I’ve played some of it now. It’s good.

The beginning of the game is a little clichéd, in that you start in the midst of an action-packed sequence, climbing up a mountain during a blizzard and storm, and then the game resets to a few weeks earlier to explain how you got into that situation. This start acts as an introduction to the movement controls, with ice picks making a welcome return from the first game (where they were introduced half way through to allow new areas to open up). It’s nice enough, but the setting doesn’t really show off the game’s main draws. Those don’t come until a little later, when you realise that – although there is a resemblance to the Uncharted games in terms of story progression, platform puzzles, and general story – this game is a lot less linear and allows for greater exploration.

For a while you are pushed through a linear path, exposing the story of Trinity and the prophet they were chasing. Lara’s dad had tracked this down to Syria, but when you get to the tomb it’s empty. Of course, bad guys arrive at the same time and blow everything up. While fleeing, you find a clue which leads you to Siberia – and back to the opening sequence.

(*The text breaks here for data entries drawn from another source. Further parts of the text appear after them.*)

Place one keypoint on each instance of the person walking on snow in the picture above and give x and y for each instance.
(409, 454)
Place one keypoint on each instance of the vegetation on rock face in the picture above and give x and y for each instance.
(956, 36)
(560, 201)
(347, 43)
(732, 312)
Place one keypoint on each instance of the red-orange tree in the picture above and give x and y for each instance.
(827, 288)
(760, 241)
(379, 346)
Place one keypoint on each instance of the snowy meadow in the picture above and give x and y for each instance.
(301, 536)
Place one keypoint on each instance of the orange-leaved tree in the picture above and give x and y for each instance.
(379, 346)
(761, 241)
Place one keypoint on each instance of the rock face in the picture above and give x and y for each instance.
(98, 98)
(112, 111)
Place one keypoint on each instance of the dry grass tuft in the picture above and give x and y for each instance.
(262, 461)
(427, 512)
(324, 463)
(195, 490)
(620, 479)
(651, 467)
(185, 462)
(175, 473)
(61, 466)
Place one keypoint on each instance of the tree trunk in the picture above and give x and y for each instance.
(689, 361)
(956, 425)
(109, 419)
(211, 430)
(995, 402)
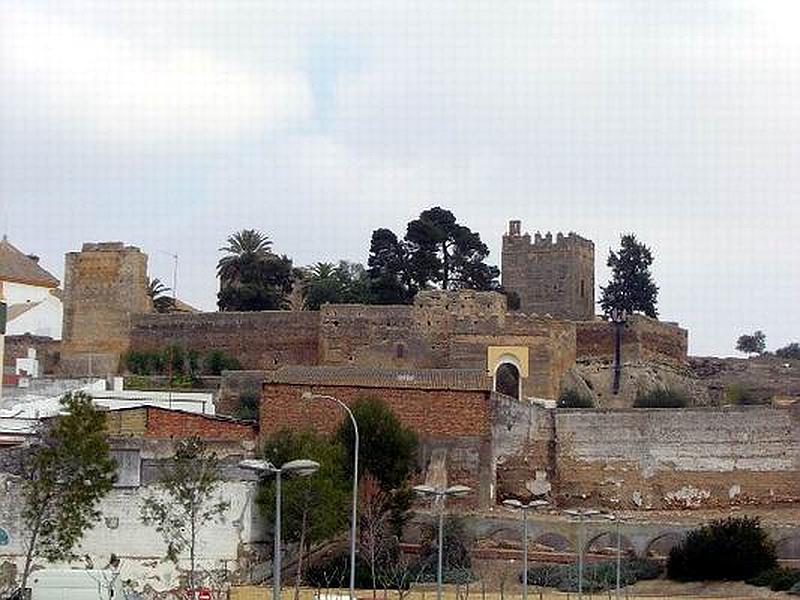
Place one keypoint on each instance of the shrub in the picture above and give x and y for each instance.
(573, 399)
(143, 363)
(456, 556)
(733, 549)
(790, 351)
(661, 398)
(596, 576)
(218, 361)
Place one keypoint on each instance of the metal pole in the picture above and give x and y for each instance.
(580, 559)
(276, 560)
(525, 555)
(441, 551)
(619, 557)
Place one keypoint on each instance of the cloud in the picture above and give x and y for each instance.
(119, 92)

After climbing the icy peak, leaving companions behind, you see hidden settlements in the distance but the weather is worsening, leaving you to find shelter and explore. It is here that the open world really shows itself; you must find supplies, set up a campfire, craft a bow and arrows, and hunt for food. I explored the entire area provided, finding a few soldiers who had been left to protect the area, and quickly dispatched them and the deer that they were sitting among. Got to get some meat.

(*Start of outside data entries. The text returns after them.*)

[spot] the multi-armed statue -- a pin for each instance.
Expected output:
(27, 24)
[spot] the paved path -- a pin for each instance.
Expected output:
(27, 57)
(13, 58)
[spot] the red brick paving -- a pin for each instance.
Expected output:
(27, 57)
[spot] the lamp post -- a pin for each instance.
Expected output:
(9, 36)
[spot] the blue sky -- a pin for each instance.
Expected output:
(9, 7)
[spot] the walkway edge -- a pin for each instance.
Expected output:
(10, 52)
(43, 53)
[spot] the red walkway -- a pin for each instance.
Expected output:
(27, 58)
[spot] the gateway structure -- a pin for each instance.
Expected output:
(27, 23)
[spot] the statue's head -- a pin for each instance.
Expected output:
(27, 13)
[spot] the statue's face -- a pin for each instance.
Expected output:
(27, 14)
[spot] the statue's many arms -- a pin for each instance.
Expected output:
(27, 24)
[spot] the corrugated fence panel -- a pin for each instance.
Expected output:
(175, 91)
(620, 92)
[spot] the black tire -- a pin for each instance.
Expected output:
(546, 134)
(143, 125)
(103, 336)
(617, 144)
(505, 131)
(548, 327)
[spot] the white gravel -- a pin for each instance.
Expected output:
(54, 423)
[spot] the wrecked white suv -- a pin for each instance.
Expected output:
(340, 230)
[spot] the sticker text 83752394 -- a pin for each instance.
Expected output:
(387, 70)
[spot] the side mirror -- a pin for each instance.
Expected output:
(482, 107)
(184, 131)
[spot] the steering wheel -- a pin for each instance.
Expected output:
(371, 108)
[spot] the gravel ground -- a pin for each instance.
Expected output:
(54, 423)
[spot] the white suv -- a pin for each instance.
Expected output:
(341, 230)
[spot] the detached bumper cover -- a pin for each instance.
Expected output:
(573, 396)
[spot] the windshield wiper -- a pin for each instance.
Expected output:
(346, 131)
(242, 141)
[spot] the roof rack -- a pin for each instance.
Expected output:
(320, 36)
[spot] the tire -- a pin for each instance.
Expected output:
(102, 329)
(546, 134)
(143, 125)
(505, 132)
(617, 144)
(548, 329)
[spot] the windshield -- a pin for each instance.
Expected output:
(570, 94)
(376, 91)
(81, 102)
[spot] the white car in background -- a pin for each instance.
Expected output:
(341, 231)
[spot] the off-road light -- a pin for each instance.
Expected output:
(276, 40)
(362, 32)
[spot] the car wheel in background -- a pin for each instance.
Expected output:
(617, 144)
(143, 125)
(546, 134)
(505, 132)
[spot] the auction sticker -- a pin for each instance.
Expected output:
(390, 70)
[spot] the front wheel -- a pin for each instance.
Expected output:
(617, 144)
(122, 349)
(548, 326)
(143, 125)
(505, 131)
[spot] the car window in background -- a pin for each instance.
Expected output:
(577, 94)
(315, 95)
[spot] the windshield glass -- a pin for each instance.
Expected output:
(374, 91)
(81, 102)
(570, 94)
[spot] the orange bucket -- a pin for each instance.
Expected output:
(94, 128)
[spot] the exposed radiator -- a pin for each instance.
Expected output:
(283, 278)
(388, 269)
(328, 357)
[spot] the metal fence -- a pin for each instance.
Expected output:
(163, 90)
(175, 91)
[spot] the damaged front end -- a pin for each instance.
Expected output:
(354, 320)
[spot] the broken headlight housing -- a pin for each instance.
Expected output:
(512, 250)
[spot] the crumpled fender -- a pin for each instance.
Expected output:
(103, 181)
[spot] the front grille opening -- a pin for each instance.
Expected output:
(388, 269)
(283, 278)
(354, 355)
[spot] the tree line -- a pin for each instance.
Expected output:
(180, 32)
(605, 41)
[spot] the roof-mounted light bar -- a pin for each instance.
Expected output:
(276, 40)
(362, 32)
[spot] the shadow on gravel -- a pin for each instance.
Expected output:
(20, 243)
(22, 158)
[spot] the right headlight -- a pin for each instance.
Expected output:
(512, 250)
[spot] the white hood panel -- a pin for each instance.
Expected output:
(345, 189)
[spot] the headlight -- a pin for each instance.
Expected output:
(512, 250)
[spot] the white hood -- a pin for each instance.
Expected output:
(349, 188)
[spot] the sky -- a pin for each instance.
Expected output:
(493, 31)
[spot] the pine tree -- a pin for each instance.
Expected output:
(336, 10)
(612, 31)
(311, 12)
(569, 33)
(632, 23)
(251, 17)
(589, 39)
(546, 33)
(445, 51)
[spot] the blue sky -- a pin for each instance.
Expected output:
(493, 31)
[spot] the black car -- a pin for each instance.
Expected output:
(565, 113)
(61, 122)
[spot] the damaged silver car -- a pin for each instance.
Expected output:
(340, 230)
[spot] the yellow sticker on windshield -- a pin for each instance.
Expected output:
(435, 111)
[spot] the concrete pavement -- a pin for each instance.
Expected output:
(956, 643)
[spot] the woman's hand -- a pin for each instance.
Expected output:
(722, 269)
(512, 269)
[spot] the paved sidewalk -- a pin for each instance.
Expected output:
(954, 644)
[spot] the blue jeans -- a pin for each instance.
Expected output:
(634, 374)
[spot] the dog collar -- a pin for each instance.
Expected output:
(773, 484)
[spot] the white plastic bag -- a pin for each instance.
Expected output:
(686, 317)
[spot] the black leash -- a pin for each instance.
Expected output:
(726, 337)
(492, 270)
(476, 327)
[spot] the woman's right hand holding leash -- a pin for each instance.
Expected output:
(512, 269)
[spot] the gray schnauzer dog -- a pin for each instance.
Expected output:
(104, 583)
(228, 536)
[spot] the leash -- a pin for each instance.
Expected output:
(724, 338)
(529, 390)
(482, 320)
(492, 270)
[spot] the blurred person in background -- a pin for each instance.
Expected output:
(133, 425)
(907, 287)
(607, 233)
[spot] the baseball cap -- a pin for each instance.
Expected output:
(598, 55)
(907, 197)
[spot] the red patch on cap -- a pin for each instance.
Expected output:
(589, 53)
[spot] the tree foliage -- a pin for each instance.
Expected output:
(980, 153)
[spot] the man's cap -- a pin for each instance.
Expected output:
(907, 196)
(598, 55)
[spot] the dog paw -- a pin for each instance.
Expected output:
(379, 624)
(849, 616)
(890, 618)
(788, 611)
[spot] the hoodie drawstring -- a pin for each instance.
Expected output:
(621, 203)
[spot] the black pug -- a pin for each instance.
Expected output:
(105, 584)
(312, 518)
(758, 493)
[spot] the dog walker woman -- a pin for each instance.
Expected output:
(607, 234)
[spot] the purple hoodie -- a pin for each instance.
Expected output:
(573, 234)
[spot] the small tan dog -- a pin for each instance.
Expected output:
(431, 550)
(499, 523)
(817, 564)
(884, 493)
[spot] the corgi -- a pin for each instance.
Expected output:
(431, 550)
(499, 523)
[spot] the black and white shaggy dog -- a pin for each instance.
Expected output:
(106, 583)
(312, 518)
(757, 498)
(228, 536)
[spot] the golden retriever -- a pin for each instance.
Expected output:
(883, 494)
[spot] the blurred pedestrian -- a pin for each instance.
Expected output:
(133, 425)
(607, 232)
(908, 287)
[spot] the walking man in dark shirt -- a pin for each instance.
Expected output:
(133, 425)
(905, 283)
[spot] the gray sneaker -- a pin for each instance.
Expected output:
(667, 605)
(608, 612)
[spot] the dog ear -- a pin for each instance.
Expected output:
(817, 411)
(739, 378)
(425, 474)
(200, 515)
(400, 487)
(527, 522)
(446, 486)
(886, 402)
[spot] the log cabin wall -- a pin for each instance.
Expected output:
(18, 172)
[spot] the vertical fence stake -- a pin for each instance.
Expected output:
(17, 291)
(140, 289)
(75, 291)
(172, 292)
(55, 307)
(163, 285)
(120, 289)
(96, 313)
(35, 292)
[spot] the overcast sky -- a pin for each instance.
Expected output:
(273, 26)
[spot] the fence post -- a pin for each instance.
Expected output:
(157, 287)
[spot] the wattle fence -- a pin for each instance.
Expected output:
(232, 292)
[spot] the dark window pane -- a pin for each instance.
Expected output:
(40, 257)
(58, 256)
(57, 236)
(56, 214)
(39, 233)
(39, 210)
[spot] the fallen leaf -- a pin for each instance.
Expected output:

I remember a complaint about the first game (that is, the first game of the modern set) was the number of people that Lara killed, which was quite at odds to the stories of the original Tomb Raider games. This seems to be a little more restrained so far, although that may be because I have only just reached significant numbers of people Up until now, the main violence has been against animals, and in particular, a bear who was guarding the exit to the area in which I’d been hunting and exploring.

Let’s just say I’m not yet fully used to the controls.

After escaping the bear once, I found some poisonous mushrooms, made up an incapacitating concoction to add to my arrows, and then went back to dispatch him. It still took a couple of attempts. I hope my general competence with the controls improves soon.